Carney counts the strategic plan and reorganization among the most significant accomplishments of the past year. He also points to the record-breaking year in raising private funds and “another outstanding class” of new students as indicators of success. “As the percentage of total budget obtained from the state continues to decrease (dropping from 42 percent of revenue in 2000 to just 29 percent in 2006), we need to explore other sources of support,” Carney says. “That involves calling on our alumni and friends to give back to the university, in addition to increasing research funding and other revenue sources.”

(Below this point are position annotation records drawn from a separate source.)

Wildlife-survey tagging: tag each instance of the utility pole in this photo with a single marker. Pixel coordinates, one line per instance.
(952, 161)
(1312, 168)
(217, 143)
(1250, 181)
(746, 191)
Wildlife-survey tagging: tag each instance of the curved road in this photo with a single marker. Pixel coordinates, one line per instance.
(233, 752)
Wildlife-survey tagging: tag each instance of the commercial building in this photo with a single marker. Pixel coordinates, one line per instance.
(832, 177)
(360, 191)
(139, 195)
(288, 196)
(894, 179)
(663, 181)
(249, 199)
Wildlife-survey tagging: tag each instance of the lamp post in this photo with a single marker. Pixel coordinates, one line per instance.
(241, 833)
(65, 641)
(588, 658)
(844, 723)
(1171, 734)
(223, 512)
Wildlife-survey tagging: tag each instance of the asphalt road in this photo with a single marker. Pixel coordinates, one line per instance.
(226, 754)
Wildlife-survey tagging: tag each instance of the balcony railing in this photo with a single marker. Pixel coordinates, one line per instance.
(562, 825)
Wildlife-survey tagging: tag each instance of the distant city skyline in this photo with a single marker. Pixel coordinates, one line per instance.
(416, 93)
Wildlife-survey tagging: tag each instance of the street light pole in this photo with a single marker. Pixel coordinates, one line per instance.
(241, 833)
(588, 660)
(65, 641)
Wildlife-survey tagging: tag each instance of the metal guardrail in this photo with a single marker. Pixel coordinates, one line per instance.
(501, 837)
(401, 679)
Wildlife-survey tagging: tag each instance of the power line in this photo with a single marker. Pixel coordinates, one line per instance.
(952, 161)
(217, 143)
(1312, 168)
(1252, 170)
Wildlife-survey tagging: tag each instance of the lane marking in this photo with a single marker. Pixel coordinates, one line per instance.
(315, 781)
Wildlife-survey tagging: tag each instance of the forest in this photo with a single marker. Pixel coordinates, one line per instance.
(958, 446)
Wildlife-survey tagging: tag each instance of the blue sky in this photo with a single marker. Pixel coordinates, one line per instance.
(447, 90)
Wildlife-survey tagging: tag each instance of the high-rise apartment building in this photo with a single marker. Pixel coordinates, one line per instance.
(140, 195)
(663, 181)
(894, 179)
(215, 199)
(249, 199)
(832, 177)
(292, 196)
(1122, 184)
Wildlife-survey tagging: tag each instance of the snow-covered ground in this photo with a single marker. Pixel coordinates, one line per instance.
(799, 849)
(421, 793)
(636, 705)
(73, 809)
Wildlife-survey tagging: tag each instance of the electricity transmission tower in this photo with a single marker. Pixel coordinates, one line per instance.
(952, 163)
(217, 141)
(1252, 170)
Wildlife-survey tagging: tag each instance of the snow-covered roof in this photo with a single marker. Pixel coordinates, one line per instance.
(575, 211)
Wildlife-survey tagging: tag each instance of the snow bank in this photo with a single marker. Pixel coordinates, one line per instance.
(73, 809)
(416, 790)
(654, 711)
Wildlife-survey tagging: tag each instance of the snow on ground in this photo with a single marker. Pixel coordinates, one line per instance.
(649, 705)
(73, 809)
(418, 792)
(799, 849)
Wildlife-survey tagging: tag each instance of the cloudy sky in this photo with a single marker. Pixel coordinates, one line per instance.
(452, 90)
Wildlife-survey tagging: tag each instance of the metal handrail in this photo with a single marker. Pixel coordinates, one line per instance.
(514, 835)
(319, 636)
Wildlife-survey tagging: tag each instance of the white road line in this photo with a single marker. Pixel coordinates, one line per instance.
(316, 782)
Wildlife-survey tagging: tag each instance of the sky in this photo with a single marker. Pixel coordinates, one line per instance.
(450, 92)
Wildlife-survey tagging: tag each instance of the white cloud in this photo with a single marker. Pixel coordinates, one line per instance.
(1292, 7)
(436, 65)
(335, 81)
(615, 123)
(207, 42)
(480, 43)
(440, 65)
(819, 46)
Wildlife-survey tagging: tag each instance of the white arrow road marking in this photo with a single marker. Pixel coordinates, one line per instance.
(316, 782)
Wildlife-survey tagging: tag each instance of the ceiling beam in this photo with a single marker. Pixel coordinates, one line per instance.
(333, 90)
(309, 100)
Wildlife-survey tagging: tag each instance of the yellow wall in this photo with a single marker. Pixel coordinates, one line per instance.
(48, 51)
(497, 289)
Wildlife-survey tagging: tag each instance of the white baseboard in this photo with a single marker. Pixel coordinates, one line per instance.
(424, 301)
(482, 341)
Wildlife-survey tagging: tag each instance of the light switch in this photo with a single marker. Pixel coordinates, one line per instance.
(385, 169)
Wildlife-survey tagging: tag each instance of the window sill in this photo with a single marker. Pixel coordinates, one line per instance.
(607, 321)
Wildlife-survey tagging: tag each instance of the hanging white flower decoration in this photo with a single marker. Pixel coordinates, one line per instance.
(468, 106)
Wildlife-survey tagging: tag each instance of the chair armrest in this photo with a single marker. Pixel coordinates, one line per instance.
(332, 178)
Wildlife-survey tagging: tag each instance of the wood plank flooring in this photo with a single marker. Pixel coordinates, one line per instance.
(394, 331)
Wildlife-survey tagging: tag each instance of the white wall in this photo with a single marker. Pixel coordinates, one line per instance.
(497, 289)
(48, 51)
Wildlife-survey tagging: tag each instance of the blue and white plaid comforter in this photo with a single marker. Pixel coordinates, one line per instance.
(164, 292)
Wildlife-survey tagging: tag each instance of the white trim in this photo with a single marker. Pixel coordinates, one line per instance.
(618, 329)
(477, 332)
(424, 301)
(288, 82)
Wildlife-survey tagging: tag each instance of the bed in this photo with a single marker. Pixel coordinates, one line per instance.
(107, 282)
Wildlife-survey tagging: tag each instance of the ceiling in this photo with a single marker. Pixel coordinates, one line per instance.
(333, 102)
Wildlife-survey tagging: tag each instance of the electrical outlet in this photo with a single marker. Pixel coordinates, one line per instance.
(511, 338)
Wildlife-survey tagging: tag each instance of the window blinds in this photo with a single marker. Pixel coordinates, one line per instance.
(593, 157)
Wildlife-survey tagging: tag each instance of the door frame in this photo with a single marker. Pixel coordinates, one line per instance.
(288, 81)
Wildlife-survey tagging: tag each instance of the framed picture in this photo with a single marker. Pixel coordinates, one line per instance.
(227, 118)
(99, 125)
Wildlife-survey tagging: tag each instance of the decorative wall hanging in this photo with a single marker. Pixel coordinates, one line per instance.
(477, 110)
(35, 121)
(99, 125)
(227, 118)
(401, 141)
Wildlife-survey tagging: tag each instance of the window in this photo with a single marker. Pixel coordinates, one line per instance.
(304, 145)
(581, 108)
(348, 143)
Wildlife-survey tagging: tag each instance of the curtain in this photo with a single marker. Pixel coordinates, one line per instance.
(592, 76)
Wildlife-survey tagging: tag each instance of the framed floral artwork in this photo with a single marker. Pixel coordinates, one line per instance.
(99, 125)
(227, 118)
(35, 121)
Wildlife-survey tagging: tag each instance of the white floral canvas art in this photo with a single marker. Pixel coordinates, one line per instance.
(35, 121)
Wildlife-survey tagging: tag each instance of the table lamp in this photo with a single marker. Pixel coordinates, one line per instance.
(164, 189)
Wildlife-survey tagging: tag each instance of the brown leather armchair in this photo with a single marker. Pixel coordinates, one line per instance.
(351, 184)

Despite the accomplishments of the past year, Carney also experienced a “great disappointment” with the failure of a legislative initiative to partially fund the construction and renovation of Toomey Hall (the mechanical and aerospace engineering building). The project has been a top priority for UMR for more than a decade, but to date only half of the $28 million needed for the project has been raised. (State funding was earmarked for the project but rescinded due to tax revenue shortfalls.) John, ME’49, MS ME’51, and Mary Toomey made the cornerstone gift of $5 million in 2004. Last year, Missouri Gov. Matt Blunt introduced a proposal to fund construction projects like Toomey Hall through proceeds from the sale of assets from MOHELA, the Missouri Higher Education Loan Authority. The proposal would have provided most of the remaining funding needed to complete the Toomey Hall project, and millions more for capital improvements at other public institutions within Missouri. Carney and other leaders in higher education lobbied Missouri legislators about these capital projects, but the MOHELA initiative died at the end of last spring’s legislative session. “I’m hoping that this will get resurrected this year,” he says. This would mark the first time in six years that UMR received state funding for a building project.
This year, Carney plans to spend more time raising private funds for UMR as he hands off much of the academic restructuring work to Wray. “We want to make sure we implement the new structure so that our students don’t miss a beat,” Carney says. He also is spending time discussing the possibility of changing UMR’s name to something that better reflects the campus’s mission – a topic he brought up at his “State of the University” address in October. Now, he’s seeking alumni input on the idea.